If you’re asked to do a job that a) doesn’t really interest you or b) doesn’t play to your strengths, then say you’re not really the right person to do it. It’s much better to be upfront. But do try and find another person who can step in and do the work, so your client/potential client isn’t left in the lurch.

Lesson 5: Gut instincts are always right

If you have an uneasy feeling about a new client or little warning bells are going off in your head, you must listen to your instinct. Don’t be enticed by the thought that it’s a lucrative project. You’ll live to regret it.

Lesson 6: Don’t work with companies that want to beat you down on price

Professional work demands a professional rate. And potential clients who want to hire you on the cheap always prove to be demanding/difficult/slow to pay. Not only have you got to put up with a troublesome client but, since your time is taken up working for less money, you have to turn away other work that would pay your proper rate.

These are all lessons I learned the hard way. What are some of the lessons you’ve learned since you’ve been freelance?

4 Responses to “Six lessons I have learned the hard way”

  1. Arne K. Haaje
    August 8th, 2011

    It’s nice to see this from a veteran! I’ve only been freelance for 11 months now, and I can already recognize some of you points :P Particulary “2: Planning your schedule is a waste of time” seem to show up every other day.

    I’d like to add a lesson 7: “Don’t quote a fixed price without a detailed job spec.”

    With one client I did this, because I understood I would not get the job otherwise. Their requirements were rather vague, and I ended up making countless revisions to the work. When finally done, there were no problem with payment, and they have now become a client that give me occasional work at hourly rates.

    So it did not turn out to bad, but on that first job I did a lot of work “for free” ;)

  2. Carole Seawert
    August 9th, 2011

    Great point, Arne. When I quote a client, I also include a bullet-pointed list stating what the project includes. (eg: three meetings at the client’s offices in London, up to two sets of amends etc.)

    Then, in my terms and conditions, I say that ‘any change to the agreed brief may incur addtional charges’.

  3. Jo Ann Sweeney
    August 15th, 2011

    Hi Carole – Thanks for sharing these. Like you I learnt them the hard way and am celebrating 19 years working for myself next month.
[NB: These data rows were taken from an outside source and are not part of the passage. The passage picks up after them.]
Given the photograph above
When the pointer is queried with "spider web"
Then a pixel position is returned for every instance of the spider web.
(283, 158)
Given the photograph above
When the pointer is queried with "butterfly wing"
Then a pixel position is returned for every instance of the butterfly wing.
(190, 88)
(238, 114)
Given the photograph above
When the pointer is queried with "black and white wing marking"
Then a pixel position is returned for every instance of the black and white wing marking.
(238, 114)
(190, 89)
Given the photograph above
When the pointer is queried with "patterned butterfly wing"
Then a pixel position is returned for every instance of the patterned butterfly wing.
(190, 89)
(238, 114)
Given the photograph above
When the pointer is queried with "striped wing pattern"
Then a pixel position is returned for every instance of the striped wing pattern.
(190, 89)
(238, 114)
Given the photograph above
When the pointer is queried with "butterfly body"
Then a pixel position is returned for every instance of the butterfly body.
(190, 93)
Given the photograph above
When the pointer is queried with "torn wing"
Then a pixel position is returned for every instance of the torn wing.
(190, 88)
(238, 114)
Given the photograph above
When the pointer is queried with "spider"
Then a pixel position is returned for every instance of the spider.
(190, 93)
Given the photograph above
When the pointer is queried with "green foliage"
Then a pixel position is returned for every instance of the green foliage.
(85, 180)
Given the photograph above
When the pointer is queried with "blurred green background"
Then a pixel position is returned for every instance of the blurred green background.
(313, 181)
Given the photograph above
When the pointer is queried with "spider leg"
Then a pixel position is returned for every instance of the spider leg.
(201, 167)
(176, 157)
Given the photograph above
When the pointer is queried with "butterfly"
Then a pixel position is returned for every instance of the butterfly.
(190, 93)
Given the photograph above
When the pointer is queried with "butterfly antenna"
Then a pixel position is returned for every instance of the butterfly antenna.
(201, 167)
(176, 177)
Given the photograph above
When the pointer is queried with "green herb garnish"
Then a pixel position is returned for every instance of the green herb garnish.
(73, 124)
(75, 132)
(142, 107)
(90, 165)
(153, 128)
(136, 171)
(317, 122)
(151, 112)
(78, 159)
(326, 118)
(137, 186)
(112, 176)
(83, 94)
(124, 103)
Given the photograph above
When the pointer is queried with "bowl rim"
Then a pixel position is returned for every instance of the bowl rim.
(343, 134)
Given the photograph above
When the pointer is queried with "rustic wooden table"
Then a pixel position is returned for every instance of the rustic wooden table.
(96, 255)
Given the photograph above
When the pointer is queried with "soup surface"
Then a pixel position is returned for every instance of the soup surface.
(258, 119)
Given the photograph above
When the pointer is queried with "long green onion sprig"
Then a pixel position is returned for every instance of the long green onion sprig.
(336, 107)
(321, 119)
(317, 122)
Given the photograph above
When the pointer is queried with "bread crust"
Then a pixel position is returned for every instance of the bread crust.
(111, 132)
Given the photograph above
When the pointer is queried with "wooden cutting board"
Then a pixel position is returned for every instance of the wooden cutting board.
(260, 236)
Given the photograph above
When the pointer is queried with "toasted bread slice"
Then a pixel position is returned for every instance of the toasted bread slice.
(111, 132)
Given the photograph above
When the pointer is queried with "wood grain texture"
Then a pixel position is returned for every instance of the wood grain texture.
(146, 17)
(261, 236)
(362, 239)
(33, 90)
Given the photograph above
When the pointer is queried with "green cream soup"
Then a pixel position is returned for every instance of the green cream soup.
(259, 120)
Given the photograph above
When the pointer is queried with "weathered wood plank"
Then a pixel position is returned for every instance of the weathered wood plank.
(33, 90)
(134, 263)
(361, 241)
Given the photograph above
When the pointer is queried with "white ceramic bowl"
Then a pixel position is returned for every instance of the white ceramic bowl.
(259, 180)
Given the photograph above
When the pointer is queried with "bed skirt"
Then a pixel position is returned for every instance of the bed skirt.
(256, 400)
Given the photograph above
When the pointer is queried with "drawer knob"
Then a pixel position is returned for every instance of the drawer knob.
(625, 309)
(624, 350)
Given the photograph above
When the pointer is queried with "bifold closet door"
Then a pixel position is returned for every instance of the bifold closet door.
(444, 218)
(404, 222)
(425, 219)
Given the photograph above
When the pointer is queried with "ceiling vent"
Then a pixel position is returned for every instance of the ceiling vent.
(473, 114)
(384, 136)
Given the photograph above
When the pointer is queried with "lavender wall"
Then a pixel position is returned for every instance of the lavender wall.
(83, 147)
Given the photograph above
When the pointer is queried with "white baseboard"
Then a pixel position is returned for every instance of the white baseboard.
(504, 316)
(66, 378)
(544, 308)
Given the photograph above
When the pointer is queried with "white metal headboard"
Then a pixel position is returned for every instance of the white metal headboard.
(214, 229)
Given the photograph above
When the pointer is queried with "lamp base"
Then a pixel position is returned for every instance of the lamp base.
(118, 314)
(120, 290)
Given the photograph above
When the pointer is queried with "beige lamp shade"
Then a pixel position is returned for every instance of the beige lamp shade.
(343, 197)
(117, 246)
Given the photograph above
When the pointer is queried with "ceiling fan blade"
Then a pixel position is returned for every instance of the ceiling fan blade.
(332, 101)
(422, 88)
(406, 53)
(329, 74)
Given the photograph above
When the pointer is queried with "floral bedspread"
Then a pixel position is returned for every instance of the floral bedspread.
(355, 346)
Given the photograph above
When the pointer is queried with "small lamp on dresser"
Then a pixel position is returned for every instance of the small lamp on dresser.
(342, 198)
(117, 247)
    Lesson 6 applies even today when there is less work around. Clients who focus too much on price won’t value the great service we deliver.

  4. Carole Seawert
    August 15th, 2011

    Congratulations for next month, Jo Ann!

    I agree, Lesson 6 does apply just as much in the current climate. There may be people prepared to write an article for a few dollars on elance, or other similar freelancing sites, but that’s not our marketplace.

    I know some companies who never choose the cheapest quote. They think that person can’t be as good if they don’t charge as much.